The meeting between Chief of Army Staff (COAS) General Qamar Javed Bajwa and the Afghan National Security Adviser Hamdullah Mohib in Rawalpindi might be crucial in the resumption of security dialogue between Afghanistan and Pakistan. COAS Bajwa must be commended in taking the crucial first step needed to thaw the frosty relations between the security apparatus of both countries. With the tense situation at our eastern border, it is even more important to stabilise relations with the western neighbour and ensure that talks continue without disruption.

The last meaningful dialogue between the two countries took place on the pretext of the Afghanistan-Pakistan Action Plan for Peace and Solidarity (APAPPS), which had the repatriation of Afghan refugees as its focal point. Prime Minister Imran Khan’s invitation to visit Pakistan was extended to President Ashraf Ghani earlier this month and this meeting laid some important groundwork for any upcoming high-level talks that might be carried out with the Afghan government. President Ashraf Ghani’s visit will hopefully lead to a more well-rounded bout of talks, ranging from issues of security to economics. General Bajwa’s conversation with Mr Mohib and other prominent figures such as Acting Head of the Interior Ministry Mr Andrabi might also help in setting the tone for the imminent visit.

Reports reveal that topics under discussion included border security management and promoting peace in the region. The Pakistan Army’s success in fencing parts of the border and Afghanistan’s misguided offence at the move is one of the big stumbling blocks that prevents an improvement in relations.

Even though both countries have accused the other of not doing enough to control terrorist activities carried out on the other from each other’s soil, Afghanistan’s principle stance of not recognising the Durand Line as the official dividing line between the two countries is a political stance it has taken. Afghanistan must be made to see that long-lasting peace is only possible if politics gives way to practical mechanisms to ensure the stability of both countries; a border force not only prevents attacks from terrorists, it also helps in clearing away misgivings between the two states of using non-state actors as proxy assets.

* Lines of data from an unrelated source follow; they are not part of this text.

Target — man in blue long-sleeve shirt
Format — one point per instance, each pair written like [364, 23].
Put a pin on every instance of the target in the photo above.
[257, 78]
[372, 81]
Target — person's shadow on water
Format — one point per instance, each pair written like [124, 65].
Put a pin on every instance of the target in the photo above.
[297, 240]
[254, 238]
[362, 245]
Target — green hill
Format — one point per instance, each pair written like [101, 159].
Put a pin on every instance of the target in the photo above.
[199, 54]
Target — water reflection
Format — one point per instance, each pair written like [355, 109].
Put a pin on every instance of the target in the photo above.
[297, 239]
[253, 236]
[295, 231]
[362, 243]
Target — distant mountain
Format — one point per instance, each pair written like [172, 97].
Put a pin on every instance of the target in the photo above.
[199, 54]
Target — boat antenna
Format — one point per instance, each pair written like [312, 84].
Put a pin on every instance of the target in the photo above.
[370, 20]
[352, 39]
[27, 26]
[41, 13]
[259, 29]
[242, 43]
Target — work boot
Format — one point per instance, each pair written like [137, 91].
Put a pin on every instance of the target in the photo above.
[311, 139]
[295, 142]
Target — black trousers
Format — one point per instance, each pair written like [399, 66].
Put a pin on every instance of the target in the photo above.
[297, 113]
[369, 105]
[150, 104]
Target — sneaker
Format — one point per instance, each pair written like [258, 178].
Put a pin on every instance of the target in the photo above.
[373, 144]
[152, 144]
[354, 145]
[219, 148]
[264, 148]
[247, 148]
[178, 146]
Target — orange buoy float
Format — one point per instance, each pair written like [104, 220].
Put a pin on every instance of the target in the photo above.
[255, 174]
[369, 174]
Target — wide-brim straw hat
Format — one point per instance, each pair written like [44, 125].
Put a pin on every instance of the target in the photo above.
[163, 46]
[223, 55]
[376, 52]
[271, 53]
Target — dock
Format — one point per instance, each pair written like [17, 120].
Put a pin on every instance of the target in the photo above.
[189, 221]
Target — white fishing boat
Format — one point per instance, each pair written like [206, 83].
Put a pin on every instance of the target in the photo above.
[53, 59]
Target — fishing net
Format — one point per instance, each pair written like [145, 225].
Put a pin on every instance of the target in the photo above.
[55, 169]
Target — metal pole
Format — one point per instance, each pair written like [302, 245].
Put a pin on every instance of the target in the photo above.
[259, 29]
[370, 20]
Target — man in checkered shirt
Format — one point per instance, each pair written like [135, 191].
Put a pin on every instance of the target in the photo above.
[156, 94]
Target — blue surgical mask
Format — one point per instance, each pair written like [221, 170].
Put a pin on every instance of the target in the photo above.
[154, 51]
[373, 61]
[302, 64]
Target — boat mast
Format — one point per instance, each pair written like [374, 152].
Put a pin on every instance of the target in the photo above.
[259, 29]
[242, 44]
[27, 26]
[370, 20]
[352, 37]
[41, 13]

With the current deadlock of talks between the Afghan Taliban and the US – the sticking point still being the demand of the Taliban and Russia for the complete withdrawal of all foreign troops from Afghan soil – Pakistan’s stance of offering assistance for an Afghan-led peace process is one that has stayed consistent over the years. This is something that must be reiterated and Afghanistan should accept Pakistan’s genuine overtures in the interests of regional stability.